Hindsight my problem was actually an easy fix. How can I gain 25lbs in college when my goal was performance and then gain nothing when my goal is weight gain? In fact I probably would have gained more weight in college if I wanted to. Because I was an athlete I need to watch my weight, so I would have to control my eating to prevent even more weight gain. When I examine how I was training in college vs post grad the answer becomes clear. I was focusing on the wrong things. I wanted bigger arms so I would only train my arms one day per week with nothing else.
World famous fitness expert Charles Poliquin is known for saying, “to gain 1 inch in your arms, you need to gain about 10lbs of muscle mass.” If this is the case how long will it take to gain 10lbs doing bicep curls? I tried to 2 years and didn’t come close. Instead when I look at my college program I see exactly why I gained so much muscle. I was performing compound upper and lower body exercises. In fact I rarely did any arm exercises. We would even get yelled at by our strength coaches if they saw anyone doing a bicep curl.
Here is a study that helps demonstrate this point:
Rogers et al
The Effect of Supplemental Isolated Weight-Training Exercises on Upper-Arm Size and Upper-Body Strength
Human Performance Laboratory, Ball State University, Muncie, IN.
NSCA Conference Abstract (2000)
To quickly sum this study up, researchers had two groups perform exercise. One group did a workout consisting of 4 compound upper body exercise while the other group did the same workout but added in bicep curls and tricep extension. The results…both groups got bigger arms and strong upper body, but there was no difference between the groups. Adding isolated arm work did nothing.
Another feature of my college program was I was perform total body, compound exercises, multiply times per week. The common body building program you see is splitting the body up into parts and working each one out per day. Something like Chest on Monday, Back on Tuesday, Shoulders/Arms Wednesday, Legs Thursday….With this type of program you will only hit these muscle once per week, maybe twice.
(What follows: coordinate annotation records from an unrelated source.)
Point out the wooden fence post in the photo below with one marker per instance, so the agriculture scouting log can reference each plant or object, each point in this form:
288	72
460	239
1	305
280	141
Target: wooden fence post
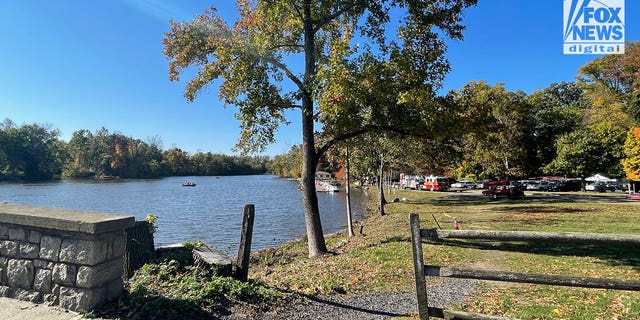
139	247
418	267
244	250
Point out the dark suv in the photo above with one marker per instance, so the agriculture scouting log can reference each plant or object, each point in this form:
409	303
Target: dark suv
505	188
566	185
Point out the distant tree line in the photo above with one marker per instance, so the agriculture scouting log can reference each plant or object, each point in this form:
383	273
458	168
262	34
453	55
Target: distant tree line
485	131
34	152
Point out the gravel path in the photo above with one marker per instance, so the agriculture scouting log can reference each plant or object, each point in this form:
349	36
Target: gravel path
376	306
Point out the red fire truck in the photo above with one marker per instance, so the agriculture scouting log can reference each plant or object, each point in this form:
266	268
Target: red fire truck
435	183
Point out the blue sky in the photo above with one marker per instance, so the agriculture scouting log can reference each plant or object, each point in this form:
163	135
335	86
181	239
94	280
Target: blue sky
77	64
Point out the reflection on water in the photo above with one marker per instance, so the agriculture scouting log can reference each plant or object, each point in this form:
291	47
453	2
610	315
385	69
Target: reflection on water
211	211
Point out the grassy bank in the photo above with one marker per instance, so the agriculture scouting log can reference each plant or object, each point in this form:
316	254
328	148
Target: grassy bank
380	258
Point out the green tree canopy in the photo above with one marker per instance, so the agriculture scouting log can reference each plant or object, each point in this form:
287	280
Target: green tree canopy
255	59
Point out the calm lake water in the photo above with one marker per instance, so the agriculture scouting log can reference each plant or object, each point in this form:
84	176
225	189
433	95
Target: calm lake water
211	211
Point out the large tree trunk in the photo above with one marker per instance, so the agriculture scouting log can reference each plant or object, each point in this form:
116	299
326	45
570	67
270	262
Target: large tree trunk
348	195
381	200
315	236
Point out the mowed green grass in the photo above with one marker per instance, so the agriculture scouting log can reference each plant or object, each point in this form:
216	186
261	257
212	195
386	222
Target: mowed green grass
380	258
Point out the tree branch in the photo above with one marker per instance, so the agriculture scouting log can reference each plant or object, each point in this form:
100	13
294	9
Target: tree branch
293	4
367	128
322	22
286	71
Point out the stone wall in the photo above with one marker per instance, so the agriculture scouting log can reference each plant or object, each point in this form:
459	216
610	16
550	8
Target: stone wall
69	258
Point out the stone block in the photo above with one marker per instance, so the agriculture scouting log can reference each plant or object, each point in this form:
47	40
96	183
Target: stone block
77	299
113	290
95	276
43	281
6	292
83	252
34	236
20	273
44	264
27	295
9	248
50	248
50	299
29	250
64	274
17	234
117	247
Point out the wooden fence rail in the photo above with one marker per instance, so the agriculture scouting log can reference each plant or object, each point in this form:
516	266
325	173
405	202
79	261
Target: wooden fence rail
421	270
592	238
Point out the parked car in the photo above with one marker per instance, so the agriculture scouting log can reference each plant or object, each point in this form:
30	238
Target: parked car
505	188
596	186
539	186
565	185
464	184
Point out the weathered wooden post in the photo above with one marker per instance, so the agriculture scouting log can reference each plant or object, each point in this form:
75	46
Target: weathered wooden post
418	267
244	250
139	247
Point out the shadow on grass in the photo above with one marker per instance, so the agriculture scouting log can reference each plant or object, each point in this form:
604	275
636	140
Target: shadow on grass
362	312
613	255
480	200
158	307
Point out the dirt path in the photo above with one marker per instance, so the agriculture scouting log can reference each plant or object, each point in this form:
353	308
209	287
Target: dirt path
11	309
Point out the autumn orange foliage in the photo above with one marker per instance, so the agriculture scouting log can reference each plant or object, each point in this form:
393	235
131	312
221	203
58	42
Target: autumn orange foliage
631	163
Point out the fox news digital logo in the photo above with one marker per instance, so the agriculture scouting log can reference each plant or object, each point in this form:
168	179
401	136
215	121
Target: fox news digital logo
593	26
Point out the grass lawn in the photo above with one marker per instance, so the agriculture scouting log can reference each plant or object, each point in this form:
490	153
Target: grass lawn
380	259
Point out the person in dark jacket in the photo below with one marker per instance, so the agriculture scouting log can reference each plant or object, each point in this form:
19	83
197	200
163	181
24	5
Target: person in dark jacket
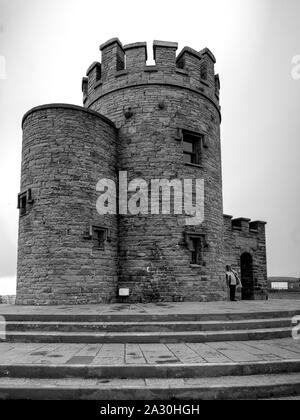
233	281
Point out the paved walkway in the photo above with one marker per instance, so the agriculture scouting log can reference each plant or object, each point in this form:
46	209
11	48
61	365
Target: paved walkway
149	354
159	308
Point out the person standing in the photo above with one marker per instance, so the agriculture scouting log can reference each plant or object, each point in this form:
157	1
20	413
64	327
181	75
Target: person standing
233	282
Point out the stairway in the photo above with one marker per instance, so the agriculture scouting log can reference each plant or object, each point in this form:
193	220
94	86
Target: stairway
150	356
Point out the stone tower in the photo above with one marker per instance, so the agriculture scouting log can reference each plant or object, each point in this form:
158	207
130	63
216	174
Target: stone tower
158	122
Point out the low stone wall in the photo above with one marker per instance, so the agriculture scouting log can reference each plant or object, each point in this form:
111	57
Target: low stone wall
7	300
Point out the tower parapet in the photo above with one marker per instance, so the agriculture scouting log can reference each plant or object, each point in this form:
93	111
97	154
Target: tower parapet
120	65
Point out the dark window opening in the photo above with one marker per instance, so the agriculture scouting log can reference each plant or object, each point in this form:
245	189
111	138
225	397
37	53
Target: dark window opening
203	71
192	148
196	244
197	257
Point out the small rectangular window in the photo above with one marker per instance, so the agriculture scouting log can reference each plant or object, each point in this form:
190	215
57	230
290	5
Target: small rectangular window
197	251
196	244
192	148
23	200
99	236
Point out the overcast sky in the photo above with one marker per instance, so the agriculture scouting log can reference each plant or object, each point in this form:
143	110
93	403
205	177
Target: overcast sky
47	45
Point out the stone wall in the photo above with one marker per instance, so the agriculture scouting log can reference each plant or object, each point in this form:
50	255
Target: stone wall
150	106
134	120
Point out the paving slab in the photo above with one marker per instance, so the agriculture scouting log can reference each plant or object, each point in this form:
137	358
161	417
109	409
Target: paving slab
154	353
159	308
By performing total body workouts or at least not splitting up workouts as much you will be able to hit each muscle group more often.
One last study that prove this point:
Comparison of 1 Day and 3 Days Per Week of Equal-Volume Resistance Training in Experienced Subjects
For this study researchers had one group perform strength exercise once a week and another 3 days a week. They both kept total volume the same so both groups actually did the same amount of work. The results were that the three day a week group saw more significant muscle growth and strength increases even though they did the same over all work. More exposure is superior.
So the bottom line is, if you want to build more muscle concentrate on big lifts. The method muscle grow is through muscle damage and hormonal release. Isolated exercise will not work very well to release anabolic hormones like testosterone and growth hormone compared to pull ups, deadlifts, or other compound exercises. It is ok to throw arm exercises in your program but they should not be the foundation of your training. I can personally see this happen over the past few years. I currently weigh 20lbs more than I did in college with right around the same body fat percentage. My secret was simple. I started lifting like I did in college with a few new twists that I have learned along the way.
Have a great workout!
Mike Deibler MS, CSCS
My Workout Creator



Interesting point. When I train with John, he always focuses on compound lifts. You guys must be on to something.
Yeah Alan. I think it is ok to throw that isolation exercise in there every now and then but compound lifts should make up the majority of the workout.